The vast network of suburbs, small towns, strip malls, and highways surrounding Chicago, Illinois. Chicagoland could be said to be a small state in its own right, much like the region of southern Oregon and northern California wishfully known by residents as Jefferson State. The area itself is made up of the eastern 3/4 of the north half of Illinois, stretching west to De Kalb and as far south as Bourbonnais, plus Gary, Indiana and a few towns in southeastern Wisconsin.

The region contains a mixture of urban and suburban sprawl, plus commuters. The few surviving acres of farmland around its edges are rapidly being eaten by housing developments.

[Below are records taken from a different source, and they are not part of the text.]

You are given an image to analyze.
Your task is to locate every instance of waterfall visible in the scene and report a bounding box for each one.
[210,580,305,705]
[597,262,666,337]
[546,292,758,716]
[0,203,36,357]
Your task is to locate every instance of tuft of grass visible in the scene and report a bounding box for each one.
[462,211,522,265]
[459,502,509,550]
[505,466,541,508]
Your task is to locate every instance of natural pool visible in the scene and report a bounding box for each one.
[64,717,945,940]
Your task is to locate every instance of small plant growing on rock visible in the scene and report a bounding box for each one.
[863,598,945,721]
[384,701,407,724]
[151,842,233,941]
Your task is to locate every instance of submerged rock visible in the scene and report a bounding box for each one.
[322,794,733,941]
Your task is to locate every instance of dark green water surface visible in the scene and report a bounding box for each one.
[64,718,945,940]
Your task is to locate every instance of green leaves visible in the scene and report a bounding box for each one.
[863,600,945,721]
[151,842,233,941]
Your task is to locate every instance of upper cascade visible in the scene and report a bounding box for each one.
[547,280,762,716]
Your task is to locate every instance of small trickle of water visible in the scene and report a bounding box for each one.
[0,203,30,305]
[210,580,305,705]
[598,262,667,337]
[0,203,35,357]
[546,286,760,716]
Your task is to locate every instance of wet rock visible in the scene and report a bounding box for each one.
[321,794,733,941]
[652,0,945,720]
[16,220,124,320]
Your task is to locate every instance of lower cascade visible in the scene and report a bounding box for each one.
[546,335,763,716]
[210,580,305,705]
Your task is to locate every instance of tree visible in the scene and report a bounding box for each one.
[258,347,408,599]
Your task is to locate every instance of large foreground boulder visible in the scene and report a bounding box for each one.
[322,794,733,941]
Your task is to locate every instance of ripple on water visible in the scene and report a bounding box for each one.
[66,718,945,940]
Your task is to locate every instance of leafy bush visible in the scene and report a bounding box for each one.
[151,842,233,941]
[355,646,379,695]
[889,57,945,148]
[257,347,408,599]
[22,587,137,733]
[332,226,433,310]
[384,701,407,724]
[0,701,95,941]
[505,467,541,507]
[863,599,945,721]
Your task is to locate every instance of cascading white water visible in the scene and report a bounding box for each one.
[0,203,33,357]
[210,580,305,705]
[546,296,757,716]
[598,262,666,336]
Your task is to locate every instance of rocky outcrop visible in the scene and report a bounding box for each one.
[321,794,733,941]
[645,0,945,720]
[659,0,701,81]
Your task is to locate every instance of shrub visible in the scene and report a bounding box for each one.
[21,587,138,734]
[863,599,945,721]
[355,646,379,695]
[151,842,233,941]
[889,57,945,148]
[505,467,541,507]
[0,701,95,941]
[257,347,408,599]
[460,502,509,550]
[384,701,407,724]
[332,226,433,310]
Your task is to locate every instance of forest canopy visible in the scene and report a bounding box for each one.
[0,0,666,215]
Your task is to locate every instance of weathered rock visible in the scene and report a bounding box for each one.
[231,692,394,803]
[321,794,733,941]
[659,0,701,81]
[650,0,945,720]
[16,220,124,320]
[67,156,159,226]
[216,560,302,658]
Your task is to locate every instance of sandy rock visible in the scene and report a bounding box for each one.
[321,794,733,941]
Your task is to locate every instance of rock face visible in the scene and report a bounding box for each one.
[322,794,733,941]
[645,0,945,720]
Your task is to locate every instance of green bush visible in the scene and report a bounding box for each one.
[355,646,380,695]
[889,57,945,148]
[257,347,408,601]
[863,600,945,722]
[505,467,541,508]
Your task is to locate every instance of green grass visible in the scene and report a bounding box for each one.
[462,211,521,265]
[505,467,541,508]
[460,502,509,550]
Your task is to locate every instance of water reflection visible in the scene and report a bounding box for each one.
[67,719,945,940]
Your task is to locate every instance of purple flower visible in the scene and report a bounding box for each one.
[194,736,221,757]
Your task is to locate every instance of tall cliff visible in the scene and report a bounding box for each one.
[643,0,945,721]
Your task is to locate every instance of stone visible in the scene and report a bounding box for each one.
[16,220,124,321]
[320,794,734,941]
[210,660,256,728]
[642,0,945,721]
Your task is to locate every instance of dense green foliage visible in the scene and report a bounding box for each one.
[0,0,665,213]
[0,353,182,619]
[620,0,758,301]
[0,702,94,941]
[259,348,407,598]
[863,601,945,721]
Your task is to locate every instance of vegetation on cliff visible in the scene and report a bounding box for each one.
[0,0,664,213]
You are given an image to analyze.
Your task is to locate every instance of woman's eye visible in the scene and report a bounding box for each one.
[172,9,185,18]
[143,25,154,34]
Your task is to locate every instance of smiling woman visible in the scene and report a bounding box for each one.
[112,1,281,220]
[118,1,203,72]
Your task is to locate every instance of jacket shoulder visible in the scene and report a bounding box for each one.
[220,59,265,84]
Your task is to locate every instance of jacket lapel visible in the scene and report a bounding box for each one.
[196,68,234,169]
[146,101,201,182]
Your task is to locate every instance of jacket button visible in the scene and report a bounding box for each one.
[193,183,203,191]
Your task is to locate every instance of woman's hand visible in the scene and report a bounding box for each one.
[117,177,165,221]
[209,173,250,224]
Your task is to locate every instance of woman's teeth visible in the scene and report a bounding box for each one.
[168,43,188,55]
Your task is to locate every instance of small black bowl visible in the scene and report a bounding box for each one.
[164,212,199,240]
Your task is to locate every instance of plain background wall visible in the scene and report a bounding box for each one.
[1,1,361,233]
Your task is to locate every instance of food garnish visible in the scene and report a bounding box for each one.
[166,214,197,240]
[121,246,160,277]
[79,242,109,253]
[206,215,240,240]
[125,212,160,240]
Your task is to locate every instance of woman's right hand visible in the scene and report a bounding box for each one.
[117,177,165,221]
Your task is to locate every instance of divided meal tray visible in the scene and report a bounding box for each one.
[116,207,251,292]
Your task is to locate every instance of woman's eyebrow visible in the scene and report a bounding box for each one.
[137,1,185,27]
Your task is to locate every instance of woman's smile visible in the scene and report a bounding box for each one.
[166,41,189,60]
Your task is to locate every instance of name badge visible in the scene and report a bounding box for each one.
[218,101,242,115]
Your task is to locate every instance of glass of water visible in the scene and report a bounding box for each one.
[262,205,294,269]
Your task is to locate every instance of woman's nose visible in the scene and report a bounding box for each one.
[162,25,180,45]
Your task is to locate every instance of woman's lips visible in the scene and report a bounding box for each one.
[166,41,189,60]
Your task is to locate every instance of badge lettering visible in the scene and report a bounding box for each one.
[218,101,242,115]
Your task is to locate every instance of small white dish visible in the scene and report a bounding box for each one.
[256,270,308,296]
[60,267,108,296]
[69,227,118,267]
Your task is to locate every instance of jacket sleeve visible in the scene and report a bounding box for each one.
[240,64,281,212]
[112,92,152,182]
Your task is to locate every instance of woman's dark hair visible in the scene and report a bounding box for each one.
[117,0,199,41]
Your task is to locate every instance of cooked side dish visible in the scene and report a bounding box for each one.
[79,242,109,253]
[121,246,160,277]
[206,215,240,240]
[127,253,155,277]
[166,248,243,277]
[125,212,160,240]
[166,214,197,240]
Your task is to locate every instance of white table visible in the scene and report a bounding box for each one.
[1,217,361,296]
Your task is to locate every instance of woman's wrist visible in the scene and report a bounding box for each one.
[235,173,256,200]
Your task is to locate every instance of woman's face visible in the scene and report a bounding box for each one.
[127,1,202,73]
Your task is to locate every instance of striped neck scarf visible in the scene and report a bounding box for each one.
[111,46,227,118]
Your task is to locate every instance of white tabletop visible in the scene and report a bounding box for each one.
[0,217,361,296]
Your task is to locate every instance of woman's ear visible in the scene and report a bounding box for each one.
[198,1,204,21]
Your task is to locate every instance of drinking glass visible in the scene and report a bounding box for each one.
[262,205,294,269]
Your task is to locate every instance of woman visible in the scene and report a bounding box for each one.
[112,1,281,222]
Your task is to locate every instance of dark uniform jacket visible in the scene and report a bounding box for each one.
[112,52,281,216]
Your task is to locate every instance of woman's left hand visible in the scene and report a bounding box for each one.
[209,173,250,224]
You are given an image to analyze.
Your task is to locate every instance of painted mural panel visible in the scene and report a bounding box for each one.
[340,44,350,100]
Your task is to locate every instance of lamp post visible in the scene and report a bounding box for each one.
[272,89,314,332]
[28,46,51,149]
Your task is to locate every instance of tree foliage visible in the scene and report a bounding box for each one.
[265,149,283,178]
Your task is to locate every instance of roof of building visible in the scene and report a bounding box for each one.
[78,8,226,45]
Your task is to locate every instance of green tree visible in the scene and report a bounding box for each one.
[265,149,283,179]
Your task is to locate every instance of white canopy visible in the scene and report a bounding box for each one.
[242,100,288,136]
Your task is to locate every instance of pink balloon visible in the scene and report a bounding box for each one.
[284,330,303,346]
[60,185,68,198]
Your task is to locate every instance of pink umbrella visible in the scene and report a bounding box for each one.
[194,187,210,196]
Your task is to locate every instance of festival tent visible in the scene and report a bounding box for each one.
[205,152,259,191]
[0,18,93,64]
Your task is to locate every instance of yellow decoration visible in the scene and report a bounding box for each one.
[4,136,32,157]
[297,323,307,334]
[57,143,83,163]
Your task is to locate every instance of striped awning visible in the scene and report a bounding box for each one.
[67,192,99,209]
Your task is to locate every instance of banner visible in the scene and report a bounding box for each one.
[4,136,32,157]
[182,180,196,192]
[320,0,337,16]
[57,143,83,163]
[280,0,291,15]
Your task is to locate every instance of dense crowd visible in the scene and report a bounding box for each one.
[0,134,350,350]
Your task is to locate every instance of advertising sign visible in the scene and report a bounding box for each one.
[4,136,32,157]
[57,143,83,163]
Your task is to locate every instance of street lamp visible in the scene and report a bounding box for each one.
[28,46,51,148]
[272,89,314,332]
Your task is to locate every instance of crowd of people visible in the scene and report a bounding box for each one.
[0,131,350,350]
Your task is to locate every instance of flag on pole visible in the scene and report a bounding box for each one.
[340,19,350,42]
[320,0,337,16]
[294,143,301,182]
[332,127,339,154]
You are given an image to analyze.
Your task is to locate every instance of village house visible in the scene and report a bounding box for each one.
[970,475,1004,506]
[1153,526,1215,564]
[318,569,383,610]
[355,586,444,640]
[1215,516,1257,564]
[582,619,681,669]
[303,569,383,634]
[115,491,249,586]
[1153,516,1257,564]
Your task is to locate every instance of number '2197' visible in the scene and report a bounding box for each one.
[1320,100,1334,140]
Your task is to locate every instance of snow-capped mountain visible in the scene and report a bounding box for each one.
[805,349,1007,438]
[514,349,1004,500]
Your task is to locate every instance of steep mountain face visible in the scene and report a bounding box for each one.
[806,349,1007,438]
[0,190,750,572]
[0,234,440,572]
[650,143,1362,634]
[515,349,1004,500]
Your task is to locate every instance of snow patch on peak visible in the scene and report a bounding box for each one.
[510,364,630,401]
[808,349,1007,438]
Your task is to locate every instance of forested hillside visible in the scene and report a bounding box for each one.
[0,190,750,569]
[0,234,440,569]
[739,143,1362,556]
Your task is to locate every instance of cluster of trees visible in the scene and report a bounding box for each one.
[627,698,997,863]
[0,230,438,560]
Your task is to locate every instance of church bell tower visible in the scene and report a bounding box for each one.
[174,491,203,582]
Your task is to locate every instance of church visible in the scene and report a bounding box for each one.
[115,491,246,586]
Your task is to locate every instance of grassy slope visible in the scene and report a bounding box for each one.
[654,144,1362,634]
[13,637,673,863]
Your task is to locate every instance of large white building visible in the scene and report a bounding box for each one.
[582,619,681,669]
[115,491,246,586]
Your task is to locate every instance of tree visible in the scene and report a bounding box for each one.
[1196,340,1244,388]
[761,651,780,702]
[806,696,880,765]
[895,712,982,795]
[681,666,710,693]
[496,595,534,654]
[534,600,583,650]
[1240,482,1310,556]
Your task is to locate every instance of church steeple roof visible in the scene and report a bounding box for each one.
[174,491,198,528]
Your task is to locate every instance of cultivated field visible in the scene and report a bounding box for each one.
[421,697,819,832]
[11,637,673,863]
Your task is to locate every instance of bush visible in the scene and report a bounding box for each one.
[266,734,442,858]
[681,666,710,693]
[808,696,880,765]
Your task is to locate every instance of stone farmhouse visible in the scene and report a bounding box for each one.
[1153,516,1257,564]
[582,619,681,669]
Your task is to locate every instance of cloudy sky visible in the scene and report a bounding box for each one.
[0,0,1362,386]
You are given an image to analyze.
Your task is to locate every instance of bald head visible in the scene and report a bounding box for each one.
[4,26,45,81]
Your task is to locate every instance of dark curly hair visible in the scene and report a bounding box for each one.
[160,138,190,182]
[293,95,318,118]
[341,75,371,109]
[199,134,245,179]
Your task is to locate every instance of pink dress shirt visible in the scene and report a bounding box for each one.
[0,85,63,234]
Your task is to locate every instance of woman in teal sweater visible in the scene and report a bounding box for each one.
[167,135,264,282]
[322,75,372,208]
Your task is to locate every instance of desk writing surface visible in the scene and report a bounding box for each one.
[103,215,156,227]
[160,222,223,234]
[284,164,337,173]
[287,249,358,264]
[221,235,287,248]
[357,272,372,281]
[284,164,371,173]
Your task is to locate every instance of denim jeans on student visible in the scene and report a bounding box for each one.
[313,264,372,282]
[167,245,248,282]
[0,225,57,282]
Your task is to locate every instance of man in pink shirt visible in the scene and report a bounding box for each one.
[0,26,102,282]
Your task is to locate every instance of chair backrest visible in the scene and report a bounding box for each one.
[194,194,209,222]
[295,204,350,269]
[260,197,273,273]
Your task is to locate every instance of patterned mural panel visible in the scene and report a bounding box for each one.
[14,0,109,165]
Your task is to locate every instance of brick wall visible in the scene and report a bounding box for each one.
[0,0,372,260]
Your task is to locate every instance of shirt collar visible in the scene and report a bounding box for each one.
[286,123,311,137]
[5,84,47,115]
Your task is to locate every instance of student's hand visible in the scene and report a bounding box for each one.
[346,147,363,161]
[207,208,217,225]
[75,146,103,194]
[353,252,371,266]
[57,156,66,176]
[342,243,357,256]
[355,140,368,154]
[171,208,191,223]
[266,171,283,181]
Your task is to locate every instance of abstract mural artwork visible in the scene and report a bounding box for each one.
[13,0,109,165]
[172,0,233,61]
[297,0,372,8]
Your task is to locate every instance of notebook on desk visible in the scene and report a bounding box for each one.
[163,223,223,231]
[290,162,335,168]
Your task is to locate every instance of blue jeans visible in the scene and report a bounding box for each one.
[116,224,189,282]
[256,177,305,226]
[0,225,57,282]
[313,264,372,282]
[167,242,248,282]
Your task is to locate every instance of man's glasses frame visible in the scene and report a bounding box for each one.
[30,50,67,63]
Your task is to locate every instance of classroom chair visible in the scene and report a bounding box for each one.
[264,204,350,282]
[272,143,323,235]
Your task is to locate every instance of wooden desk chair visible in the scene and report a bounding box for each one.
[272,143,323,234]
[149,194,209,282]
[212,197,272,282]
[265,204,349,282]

The Chicago Tribune is the paper and deep dish pizza the cuisine of choice. Many residents look on Chicago proper as the center of the earth. People do not say "I live in Naperville" or "I'm from Schaumburg", but "I'm from the south side." Everything wants to be identified with Chicago. We aren't some suburb; we are Chicago.

Television is probably the one thing that has defined "Chicagoland" most for me, strangely enough. WGN broadcasts to the whole Chicagoland area. O'Connor Ford and Empire Carpet commercials hawk wares not to their own city, but to Chicagoland, land of Chicago. This is the land that grew out of a swamp to produce the third largest city in the nation, the most important inland port. This is the land of business and money, which grew out of its dying farms. This is the land that supports Chicago, that buys its products and watches its programs and transports its foodstuffs.

There is an interesting dualism of identity that most people don't quite want to admit. We are a city; we are a land. A citified country; a country of cities. In name we are both.